How to Use PostgreSQL to Efficiently Search With Split Fields?

By Digoal.

In some application scenarios, multi-field matching may be required. For example, consider a scenario in which a table includes several fields like artist, track, album, composer, and Lyrics.

In this kind of scenario, users may want to use the word-breaking function to find matches for singers and performers like the Hong Kong singer Andy Lau or Canadian personality Justin Bieber, for example, and have it return TRUE if any field matches. The traditional practice is to establish a word-breaking index on each field and perform the matching one by one. However, this leads to lengthy SQL statements and requires lots of OR operations. Can a better method be used in this scenario?

Well, actually, the answer's yes. We can convert this whole record into one string and create a word-breaking index on this string. At this point, the question is what is the format of the output, and if this will impact the result of the word-breaking.
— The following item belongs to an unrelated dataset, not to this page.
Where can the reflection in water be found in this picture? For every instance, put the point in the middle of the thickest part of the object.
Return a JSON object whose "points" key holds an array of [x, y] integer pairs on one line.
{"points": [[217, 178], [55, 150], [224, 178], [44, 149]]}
Output Record Format in PostgreSQL

Now, create a table and inset the value.

create table t1(id int, c1 text, c2 text, c3 text);    
insert into t1 values (1 , 'speed-fast e5a1cbb8' , 'speed-fast e5a1cbb8' , 'abc');    
  
postgres=# select t1::text from t1;  
                t1                   
-----------------------------------  
 (1,speed-fast e5a1cbb8,speed-fast e5a1cbb8,abc)  
(1 row)  
  
postgres=# \df+ record_out  
                                                                  List of functions  
   Schema   |    Name    | Result data type | Argument data types |  Type  | Security | Volatility |  Owner   | Language | Source code | Description   
------------+------------+------------------+---------------------+--------+----------+------------+----------+----------+-------------+-------------  
 pg_catalog | record_out | cstring          | record              | normal | invoker  | stable     | postgres | internal | record_out  | I/O  
(1 row)

Now consider the source code of the record output src/backend/utils/adt/rowtypes.c.

/*  
 * record_out           - output routine for any composite type.  
 */  
Datum  
record_out(PG_FUNCTION_ARGS)  
{  
...  
        /* And build the result string */  
        initStringInfo(&buf);  
  
        appendStringInfoChar(&buf, '(');  // Use parentheses (()) to enclose the field.  
  
        for (i = 0; i < ncolumns; i++)  
        {  
...  
                if (needComma)  
                        appendStringInfoChar(&buf, ',');  // Use a comma (,) between fields.  
                needComma = true;  
...  
                /* Detect whether we need double quotes for this value */  
                nq = (value[0] == '\0');        /* force quotes for empty string */  
                for (tmp = value; *tmp; tmp++)  
                {  
                        char            ch = *tmp;  
  
                        if (ch == '"' || ch == '\\' ||  
                                ch == '(' || ch == ')' || ch == ',' ||  
                                isspace((unsigned char) ch))  
                        {  
                                nq = true;  
                                break;  
                        }  
                }  
  
                /* And emit the string */  
                if (nq)  
                        appendStringInfoCharMacro(&buf, '"');  // For some types, use the double quotation markers ("")
                for (tmp = value; *tmp; tmp++)  
                {  
                        char            ch = *tmp;  
  
                        if (ch == '"' || ch == '\\')  
                                appendStringInfoCharMacro(&buf, ch);  
                        appendStringInfoCharMacro(&buf, ch);  
                }  
                if (nq)  
                        appendStringInfoCharMacro(&buf, '"');  
        }  
  
        appendStringInfoChar(&buf, ')');  
...

Problems with SCWS Word-Breaking

So it may seem that no problems should occur. Only a comma and double quotes are added. These are all characters and scws should be able to process them.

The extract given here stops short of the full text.